Ram Rahim Singh jest gwiazdą sekty Dera Sacha Sauda – ugrupowania, które m.in. promuje wegetarianizm, walkę z narkotykami i alkoholem. Guru jest w Indiach gwiazdą – występuje na koncertach, imprezach i występuje w filmach.
Jak jednak udowodniono w sądzie, mężczyzna jest winny gwałtu co najmniej dwóch kobiet – wyznawczyń swojej sekty. Kobiety uważały Ram Rahim Singha za półboga, a on wykorzystał je seksualnie. Prokuratura domagała się na niego dożywocia, sąd zdecydował, że mężczyzna pójdzie do więzienia na 20 lat. Przedstawiciele ofiar poinformowali, że po ogłoszeniu wyroku zgłosiły się kolejne kobiety, które twierdzą, że zostały wykorzystane.
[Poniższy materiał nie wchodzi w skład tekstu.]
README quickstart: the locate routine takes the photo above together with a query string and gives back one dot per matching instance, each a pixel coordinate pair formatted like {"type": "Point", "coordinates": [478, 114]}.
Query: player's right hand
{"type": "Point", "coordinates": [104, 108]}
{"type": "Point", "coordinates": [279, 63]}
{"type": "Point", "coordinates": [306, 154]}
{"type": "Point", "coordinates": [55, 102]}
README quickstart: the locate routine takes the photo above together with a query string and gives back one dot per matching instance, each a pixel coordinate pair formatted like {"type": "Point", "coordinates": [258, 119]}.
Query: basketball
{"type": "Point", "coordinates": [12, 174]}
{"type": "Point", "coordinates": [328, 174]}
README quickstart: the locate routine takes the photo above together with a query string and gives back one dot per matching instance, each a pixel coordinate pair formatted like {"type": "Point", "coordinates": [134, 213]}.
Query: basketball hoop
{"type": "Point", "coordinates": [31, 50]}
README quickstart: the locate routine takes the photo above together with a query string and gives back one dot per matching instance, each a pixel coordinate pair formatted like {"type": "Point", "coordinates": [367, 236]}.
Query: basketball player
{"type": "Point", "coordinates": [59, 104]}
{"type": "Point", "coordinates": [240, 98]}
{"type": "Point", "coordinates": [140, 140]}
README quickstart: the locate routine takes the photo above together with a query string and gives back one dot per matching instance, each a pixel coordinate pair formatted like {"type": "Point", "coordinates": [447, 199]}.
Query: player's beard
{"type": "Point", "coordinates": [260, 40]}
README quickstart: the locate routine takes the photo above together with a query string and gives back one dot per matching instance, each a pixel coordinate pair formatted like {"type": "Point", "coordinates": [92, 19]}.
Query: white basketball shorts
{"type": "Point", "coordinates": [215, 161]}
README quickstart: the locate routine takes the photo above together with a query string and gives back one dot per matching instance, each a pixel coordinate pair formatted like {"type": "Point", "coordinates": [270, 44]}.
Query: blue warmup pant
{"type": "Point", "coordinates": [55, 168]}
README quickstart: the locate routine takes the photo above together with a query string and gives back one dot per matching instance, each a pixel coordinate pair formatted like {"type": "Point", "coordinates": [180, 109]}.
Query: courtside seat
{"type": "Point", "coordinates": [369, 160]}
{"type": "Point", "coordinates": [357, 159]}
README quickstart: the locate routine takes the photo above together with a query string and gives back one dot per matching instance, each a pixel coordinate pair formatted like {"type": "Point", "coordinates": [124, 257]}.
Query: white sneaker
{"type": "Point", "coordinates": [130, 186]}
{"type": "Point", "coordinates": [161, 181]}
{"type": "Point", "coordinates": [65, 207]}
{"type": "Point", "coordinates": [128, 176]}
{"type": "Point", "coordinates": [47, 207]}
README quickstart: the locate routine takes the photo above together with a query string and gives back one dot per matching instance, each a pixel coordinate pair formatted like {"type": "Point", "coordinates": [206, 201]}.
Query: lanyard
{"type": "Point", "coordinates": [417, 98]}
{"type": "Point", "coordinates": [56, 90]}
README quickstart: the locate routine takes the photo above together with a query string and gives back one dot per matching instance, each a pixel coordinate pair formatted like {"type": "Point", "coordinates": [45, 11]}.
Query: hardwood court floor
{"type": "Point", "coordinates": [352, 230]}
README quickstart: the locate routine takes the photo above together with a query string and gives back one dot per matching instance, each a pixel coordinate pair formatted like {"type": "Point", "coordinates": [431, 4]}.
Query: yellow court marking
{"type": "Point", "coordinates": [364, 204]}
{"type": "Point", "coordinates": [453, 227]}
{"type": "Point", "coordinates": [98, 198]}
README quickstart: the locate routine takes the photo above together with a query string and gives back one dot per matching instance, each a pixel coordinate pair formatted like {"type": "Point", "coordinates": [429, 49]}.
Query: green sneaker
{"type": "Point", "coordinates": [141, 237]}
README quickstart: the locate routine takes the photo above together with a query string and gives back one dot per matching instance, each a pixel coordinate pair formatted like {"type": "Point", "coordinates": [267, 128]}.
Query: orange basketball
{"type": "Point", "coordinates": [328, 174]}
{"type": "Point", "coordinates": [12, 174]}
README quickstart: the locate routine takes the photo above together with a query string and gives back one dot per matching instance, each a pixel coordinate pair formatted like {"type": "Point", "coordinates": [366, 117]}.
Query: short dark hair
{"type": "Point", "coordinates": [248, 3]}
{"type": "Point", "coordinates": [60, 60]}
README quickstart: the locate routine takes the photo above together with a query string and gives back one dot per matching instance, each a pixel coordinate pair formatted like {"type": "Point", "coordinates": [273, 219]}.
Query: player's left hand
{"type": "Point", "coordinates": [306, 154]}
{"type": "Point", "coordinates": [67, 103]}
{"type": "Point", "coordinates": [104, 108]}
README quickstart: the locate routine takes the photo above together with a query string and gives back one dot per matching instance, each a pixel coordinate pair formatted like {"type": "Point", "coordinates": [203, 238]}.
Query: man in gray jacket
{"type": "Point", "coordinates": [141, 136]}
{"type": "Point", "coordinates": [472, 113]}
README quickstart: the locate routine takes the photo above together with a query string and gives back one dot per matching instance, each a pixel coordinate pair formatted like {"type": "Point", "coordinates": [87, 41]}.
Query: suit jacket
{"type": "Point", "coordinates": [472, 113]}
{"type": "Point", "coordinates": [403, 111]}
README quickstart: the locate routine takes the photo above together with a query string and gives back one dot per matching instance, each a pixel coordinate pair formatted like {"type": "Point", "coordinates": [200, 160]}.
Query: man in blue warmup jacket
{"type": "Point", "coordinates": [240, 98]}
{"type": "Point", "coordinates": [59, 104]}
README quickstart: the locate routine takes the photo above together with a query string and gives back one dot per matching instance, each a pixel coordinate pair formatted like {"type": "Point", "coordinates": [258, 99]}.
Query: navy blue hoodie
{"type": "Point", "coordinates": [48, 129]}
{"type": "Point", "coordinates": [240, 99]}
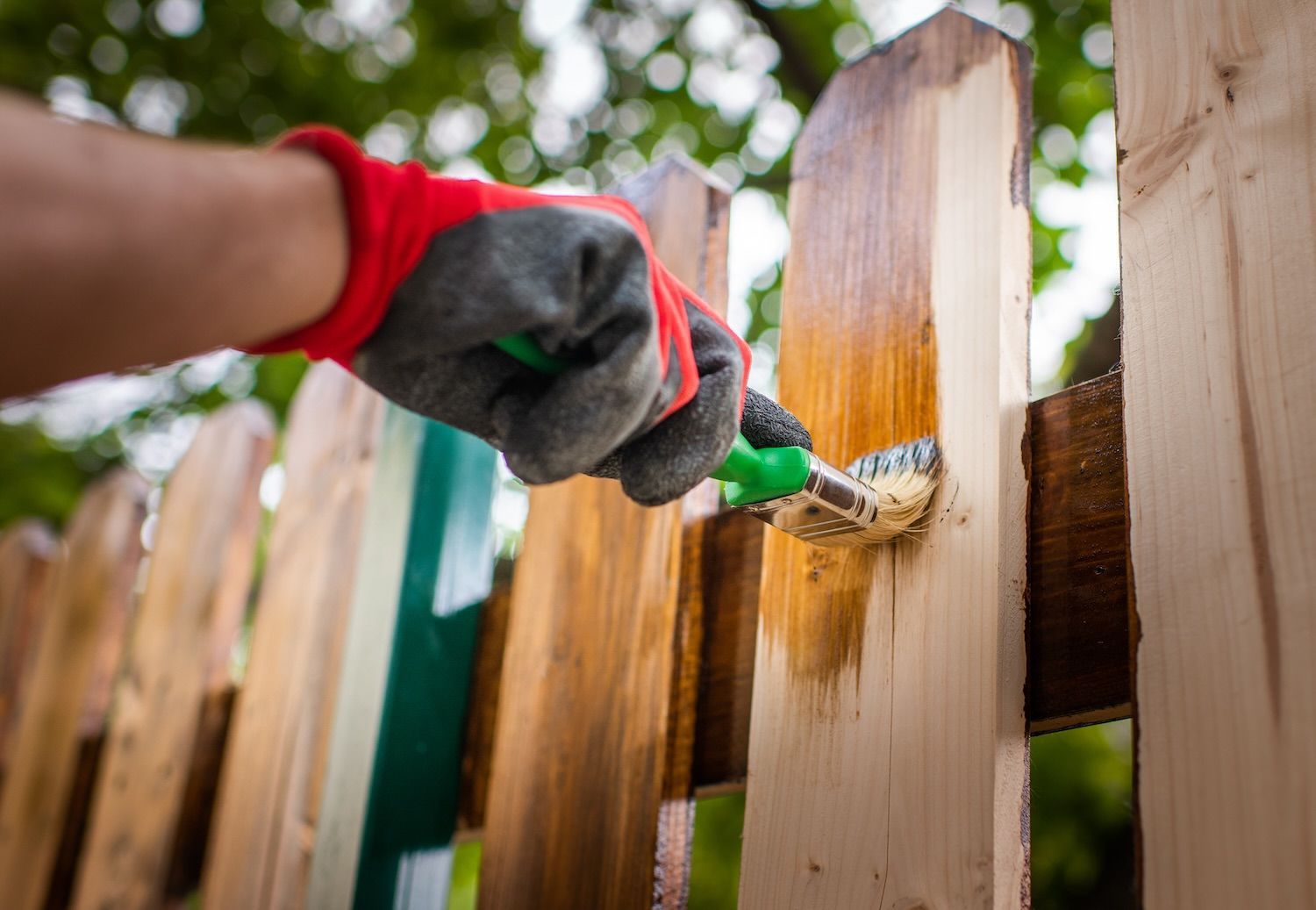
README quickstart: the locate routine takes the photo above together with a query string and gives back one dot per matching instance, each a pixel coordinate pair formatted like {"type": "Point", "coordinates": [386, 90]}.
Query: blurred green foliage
{"type": "Point", "coordinates": [476, 83]}
{"type": "Point", "coordinates": [479, 84]}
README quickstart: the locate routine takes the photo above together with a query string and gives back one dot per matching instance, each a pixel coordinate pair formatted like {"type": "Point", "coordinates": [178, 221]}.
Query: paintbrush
{"type": "Point", "coordinates": [876, 499]}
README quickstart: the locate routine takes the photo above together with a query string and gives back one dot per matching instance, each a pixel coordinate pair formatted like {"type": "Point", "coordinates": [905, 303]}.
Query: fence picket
{"type": "Point", "coordinates": [1216, 140]}
{"type": "Point", "coordinates": [889, 757]}
{"type": "Point", "coordinates": [268, 793]}
{"type": "Point", "coordinates": [28, 551]}
{"type": "Point", "coordinates": [602, 662]}
{"type": "Point", "coordinates": [197, 591]}
{"type": "Point", "coordinates": [89, 607]}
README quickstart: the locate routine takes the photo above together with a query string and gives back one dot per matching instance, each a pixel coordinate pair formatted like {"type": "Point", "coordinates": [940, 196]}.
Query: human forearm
{"type": "Point", "coordinates": [118, 249]}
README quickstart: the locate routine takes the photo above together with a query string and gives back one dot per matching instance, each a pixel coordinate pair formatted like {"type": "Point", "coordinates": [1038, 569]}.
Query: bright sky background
{"type": "Point", "coordinates": [732, 73]}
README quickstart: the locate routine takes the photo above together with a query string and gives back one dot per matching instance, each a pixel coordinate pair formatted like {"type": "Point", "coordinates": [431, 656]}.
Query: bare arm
{"type": "Point", "coordinates": [118, 249]}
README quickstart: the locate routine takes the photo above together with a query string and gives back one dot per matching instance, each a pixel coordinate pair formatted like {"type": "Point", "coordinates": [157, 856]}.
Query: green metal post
{"type": "Point", "coordinates": [390, 805]}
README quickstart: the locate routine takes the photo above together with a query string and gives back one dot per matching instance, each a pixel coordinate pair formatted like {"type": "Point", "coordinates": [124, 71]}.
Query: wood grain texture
{"type": "Point", "coordinates": [482, 715]}
{"type": "Point", "coordinates": [731, 565]}
{"type": "Point", "coordinates": [86, 617]}
{"type": "Point", "coordinates": [599, 680]}
{"type": "Point", "coordinates": [1218, 184]}
{"type": "Point", "coordinates": [200, 794]}
{"type": "Point", "coordinates": [1078, 620]}
{"type": "Point", "coordinates": [889, 757]}
{"type": "Point", "coordinates": [1078, 612]}
{"type": "Point", "coordinates": [197, 591]}
{"type": "Point", "coordinates": [28, 551]}
{"type": "Point", "coordinates": [270, 788]}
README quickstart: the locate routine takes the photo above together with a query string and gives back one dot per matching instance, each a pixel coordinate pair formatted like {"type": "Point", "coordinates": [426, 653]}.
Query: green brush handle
{"type": "Point", "coordinates": [752, 475]}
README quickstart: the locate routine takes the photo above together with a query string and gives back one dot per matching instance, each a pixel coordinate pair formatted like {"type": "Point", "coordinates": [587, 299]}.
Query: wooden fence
{"type": "Point", "coordinates": [876, 704]}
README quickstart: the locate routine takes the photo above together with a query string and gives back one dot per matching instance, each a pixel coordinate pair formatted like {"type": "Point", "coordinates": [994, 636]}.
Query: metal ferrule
{"type": "Point", "coordinates": [832, 510]}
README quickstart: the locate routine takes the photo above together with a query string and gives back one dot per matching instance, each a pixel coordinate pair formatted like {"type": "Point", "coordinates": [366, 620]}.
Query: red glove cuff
{"type": "Point", "coordinates": [381, 253]}
{"type": "Point", "coordinates": [394, 212]}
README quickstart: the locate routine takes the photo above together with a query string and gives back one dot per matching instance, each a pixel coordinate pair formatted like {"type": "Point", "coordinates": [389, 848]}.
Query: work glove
{"type": "Point", "coordinates": [442, 268]}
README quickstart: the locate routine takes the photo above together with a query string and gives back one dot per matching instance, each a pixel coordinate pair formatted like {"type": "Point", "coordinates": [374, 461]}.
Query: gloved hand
{"type": "Point", "coordinates": [441, 268]}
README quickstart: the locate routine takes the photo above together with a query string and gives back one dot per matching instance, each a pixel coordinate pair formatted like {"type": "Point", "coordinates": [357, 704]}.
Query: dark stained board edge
{"type": "Point", "coordinates": [1078, 599]}
{"type": "Point", "coordinates": [1078, 620]}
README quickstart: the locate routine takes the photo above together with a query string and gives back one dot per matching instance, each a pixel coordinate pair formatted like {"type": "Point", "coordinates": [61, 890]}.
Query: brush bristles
{"type": "Point", "coordinates": [905, 477]}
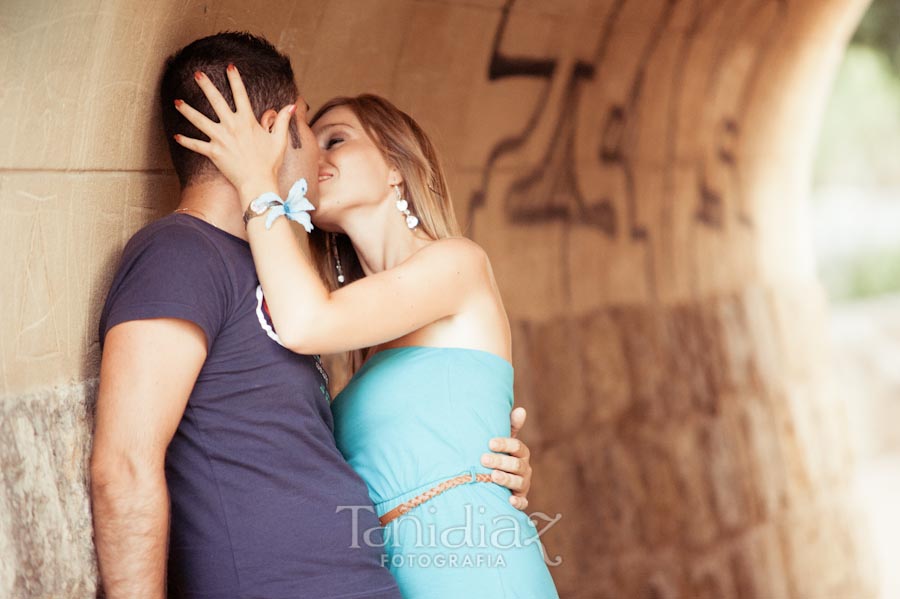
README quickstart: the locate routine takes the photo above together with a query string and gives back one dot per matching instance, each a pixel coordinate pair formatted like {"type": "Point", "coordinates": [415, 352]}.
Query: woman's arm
{"type": "Point", "coordinates": [432, 284]}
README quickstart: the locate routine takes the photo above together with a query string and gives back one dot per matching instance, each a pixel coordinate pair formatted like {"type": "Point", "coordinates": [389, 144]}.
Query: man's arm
{"type": "Point", "coordinates": [146, 375]}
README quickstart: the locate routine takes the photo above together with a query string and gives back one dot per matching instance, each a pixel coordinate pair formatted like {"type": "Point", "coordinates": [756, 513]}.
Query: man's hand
{"type": "Point", "coordinates": [513, 470]}
{"type": "Point", "coordinates": [146, 375]}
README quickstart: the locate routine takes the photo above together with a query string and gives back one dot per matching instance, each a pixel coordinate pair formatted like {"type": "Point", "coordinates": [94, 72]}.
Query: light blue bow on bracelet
{"type": "Point", "coordinates": [296, 208]}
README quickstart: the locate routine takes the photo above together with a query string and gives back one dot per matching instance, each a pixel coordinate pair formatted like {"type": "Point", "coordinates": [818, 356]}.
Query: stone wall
{"type": "Point", "coordinates": [637, 170]}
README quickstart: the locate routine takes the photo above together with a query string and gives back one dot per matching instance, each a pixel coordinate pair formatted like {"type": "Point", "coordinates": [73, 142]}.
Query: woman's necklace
{"type": "Point", "coordinates": [203, 216]}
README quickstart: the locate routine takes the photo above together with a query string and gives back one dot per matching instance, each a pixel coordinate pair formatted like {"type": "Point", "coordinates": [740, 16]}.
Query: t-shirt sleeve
{"type": "Point", "coordinates": [175, 273]}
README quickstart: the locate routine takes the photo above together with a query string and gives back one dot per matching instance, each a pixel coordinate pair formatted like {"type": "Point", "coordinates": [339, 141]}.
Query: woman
{"type": "Point", "coordinates": [418, 306]}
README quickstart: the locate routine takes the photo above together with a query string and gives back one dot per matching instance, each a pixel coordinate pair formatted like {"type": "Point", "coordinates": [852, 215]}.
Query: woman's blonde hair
{"type": "Point", "coordinates": [406, 147]}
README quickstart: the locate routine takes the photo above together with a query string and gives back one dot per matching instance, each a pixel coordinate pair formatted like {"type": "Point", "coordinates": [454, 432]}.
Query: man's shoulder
{"type": "Point", "coordinates": [173, 232]}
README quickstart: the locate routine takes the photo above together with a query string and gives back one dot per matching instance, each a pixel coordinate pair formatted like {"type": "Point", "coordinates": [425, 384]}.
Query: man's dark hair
{"type": "Point", "coordinates": [267, 75]}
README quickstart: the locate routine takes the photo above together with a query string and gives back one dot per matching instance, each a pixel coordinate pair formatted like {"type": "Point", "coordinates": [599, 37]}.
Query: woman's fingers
{"type": "Point", "coordinates": [197, 118]}
{"type": "Point", "coordinates": [201, 147]}
{"type": "Point", "coordinates": [216, 100]}
{"type": "Point", "coordinates": [238, 91]}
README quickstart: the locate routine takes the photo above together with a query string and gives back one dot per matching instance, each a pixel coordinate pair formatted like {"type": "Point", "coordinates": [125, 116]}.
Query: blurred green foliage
{"type": "Point", "coordinates": [862, 275]}
{"type": "Point", "coordinates": [880, 30]}
{"type": "Point", "coordinates": [860, 147]}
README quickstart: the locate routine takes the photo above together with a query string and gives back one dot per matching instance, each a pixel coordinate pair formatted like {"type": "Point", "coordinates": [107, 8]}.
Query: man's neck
{"type": "Point", "coordinates": [216, 202]}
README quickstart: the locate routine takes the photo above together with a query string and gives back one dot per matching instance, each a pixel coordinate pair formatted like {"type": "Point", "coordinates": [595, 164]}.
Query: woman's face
{"type": "Point", "coordinates": [352, 170]}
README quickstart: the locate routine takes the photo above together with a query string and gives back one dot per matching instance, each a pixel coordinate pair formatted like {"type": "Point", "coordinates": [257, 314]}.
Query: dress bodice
{"type": "Point", "coordinates": [417, 415]}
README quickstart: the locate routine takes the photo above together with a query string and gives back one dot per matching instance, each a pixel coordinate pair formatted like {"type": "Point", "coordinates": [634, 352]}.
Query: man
{"type": "Point", "coordinates": [200, 405]}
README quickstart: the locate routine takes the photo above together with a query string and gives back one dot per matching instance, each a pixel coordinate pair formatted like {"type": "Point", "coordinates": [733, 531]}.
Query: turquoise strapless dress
{"type": "Point", "coordinates": [413, 417]}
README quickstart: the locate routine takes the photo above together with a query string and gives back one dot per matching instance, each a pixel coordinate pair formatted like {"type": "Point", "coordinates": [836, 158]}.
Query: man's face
{"type": "Point", "coordinates": [302, 161]}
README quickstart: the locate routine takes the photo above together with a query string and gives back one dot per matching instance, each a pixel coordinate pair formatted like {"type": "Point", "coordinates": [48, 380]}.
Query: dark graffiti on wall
{"type": "Point", "coordinates": [552, 191]}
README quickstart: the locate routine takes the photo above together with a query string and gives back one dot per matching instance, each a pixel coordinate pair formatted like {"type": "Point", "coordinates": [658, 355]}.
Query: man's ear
{"type": "Point", "coordinates": [268, 119]}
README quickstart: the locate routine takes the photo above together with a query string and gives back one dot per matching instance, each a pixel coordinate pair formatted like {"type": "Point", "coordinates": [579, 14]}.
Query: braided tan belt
{"type": "Point", "coordinates": [430, 494]}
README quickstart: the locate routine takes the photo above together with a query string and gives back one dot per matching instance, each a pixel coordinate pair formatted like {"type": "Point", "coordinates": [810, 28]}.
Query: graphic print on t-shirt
{"type": "Point", "coordinates": [265, 319]}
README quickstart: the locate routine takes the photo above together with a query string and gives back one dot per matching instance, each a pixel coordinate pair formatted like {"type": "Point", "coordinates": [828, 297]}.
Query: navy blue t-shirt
{"type": "Point", "coordinates": [254, 476]}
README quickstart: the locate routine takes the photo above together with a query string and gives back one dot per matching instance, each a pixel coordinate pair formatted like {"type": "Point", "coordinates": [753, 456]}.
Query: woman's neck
{"type": "Point", "coordinates": [382, 240]}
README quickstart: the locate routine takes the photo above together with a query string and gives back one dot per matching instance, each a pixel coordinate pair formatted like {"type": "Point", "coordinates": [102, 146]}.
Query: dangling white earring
{"type": "Point", "coordinates": [403, 206]}
{"type": "Point", "coordinates": [337, 259]}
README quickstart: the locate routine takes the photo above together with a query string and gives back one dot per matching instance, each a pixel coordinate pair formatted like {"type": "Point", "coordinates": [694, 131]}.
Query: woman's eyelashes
{"type": "Point", "coordinates": [333, 141]}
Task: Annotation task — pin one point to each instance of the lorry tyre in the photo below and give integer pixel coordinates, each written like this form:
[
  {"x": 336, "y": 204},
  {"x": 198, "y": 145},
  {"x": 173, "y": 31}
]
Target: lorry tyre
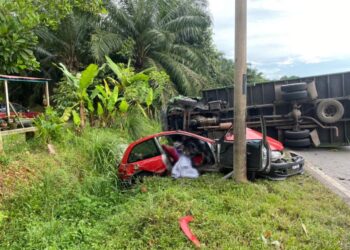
[
  {"x": 301, "y": 134},
  {"x": 297, "y": 143},
  {"x": 294, "y": 87},
  {"x": 329, "y": 111},
  {"x": 297, "y": 95}
]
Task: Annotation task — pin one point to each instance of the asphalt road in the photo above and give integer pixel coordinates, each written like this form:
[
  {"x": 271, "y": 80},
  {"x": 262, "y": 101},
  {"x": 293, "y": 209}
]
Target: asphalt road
[{"x": 333, "y": 162}]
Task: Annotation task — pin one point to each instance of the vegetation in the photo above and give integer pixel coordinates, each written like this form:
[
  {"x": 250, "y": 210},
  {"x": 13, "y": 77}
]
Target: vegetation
[
  {"x": 121, "y": 61},
  {"x": 72, "y": 201}
]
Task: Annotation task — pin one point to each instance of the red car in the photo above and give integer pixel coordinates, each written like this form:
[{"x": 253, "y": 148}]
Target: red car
[{"x": 157, "y": 154}]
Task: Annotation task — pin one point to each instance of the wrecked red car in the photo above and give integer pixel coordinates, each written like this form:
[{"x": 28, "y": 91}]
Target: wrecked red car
[{"x": 157, "y": 154}]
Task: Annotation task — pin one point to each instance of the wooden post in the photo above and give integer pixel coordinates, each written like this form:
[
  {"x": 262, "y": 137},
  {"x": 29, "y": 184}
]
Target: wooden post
[
  {"x": 47, "y": 96},
  {"x": 7, "y": 101},
  {"x": 240, "y": 97},
  {"x": 1, "y": 145}
]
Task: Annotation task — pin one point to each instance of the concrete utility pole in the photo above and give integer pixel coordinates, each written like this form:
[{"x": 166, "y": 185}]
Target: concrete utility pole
[{"x": 240, "y": 98}]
Po ogłoszeniu wyroku (posiedzenie odbywało się za zamkniętymi drzwiami), już w ubiegłym tygodniu wybuchły zamieszki na ulicach. Zwolennicy Ram Rahim Singha starli się z policją – w wyniku zamieszek dotychczas zginęło co najmniej 38 osób, a około 250 zostało rannych. Doszło też do licznych podpaleń samochodów i budynków.